Winter tares (Vicia sativa): This annual legume is hardy and overwinters well, even in heavy soils; sow either in March to August and leave for two or three months before digging in, or sow in July to September for overwintering.

Winter field bean (Vicia faba): This annual legume can be left for two or three months after sowing (up to flowering) and is good for heavy soils; sow in September to November.

Grazing rye (Secale cereale): This annual crop is good for soil structure and overwinters well; sow in August to November and dig in the following spring.

Trefoil (Medicago lupulina): This legume can be annual or biennial and overwinters well but needs light, dry alkaline soil; dig in after two or three months or leave for one or two years after sowing; sow in March to August.

Essex red clover (Trifolium pratense): This hardy perennial legume overwinters well and can be left in for two or three months or for one or two years after sowing; good for loamy soils; sow March to August.

Crimson clover (Trifolium incarnatum): This perennial legume is good for light soils; sow in March to August and leave in for two or three months up to flowering.

Poached egg plant (Limnanthes douglasii): This hardy annual is low growing, supresses weeds well and is easy to dig in. Sow up until September. It attracts pollinators if you leave some to flower.

Italian ryegrass (Lolium multiflorum) very quick growing and can be overwintered from September to November sowing.

Non-hardy green manures

These are quick germinating and useful cover when you need to rest some ground between planting crops, during the growing season.

Mustard (Sinapis alba): This annual crop from the brassica family should not be followed by other brassicas, as it could encourage build up of the disease clubroot; sow in March to September and leave for two or three months before digging in.

Phacelia (Phacelia tanacetifolia): Later sowings of this annual crop may overwinter in mild areas. Sow from April to August and dig in after two or three months; its flowers attract pollinators.

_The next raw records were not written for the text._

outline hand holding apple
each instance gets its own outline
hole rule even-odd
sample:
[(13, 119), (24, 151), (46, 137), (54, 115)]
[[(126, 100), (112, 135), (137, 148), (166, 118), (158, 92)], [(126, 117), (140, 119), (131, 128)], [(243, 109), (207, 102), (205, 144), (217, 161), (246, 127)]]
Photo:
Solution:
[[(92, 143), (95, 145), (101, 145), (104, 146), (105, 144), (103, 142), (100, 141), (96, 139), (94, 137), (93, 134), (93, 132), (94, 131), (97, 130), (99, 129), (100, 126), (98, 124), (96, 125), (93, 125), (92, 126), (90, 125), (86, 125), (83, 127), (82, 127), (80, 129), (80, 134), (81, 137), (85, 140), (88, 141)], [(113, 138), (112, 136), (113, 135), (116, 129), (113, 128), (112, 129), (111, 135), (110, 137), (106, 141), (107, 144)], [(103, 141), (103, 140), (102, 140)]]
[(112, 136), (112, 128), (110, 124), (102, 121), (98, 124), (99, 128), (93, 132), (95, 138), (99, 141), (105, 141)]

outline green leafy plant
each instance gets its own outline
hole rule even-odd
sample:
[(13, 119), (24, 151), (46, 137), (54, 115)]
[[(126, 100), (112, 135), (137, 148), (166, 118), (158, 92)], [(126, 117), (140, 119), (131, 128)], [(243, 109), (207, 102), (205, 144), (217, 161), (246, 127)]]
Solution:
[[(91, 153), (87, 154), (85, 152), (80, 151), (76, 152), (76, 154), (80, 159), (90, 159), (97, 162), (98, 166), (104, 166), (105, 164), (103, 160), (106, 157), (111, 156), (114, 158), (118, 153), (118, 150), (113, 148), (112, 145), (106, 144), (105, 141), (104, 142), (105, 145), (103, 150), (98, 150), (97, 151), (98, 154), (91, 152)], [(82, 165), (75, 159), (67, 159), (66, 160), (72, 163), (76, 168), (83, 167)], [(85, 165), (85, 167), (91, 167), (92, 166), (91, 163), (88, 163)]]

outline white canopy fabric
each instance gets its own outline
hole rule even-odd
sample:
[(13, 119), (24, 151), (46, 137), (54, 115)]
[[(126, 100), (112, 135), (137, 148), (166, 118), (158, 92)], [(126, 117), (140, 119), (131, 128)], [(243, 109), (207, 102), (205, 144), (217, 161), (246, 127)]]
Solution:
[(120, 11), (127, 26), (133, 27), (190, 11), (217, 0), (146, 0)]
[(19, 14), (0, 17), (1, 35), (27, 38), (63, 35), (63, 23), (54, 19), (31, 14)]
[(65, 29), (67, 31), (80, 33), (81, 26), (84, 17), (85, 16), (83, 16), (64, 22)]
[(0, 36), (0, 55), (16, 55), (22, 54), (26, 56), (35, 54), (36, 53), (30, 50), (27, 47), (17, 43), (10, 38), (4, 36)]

Buckwheat (Fagopyrum esculentum): This half hardy annual will only grow in spring and summer best sown from April to August. Leave it for two or three months after sowing; grows well on nutrient-poor soils.

Bristle oats (Avena strigosa): This is a fast-growing fast half-hardy annual is a good non-brassica alternative to mustard. Sow from April to September and dig in after a couple of months.

Fenugreek (Trigonella foenum-graecum): This annual legume will only grow in the spring and summer; it is unlikely to fix nitrogen in the UK.

Bitter blue lupin (Lupinus angustifolius): This perennial flowering legume suits light, sandy, acid soils; sow in March to June and leave for two or three months before digging in.

Problems

A dense carpet of green makes a perfect environment for slugs and snails, so you may need to use control measures after green manuring.

Decaying green manures can suppress plant growth, so allow a month between incorporation and planting or sowing.

Club root can be a problem with green manures in the cabbage family such as mustard.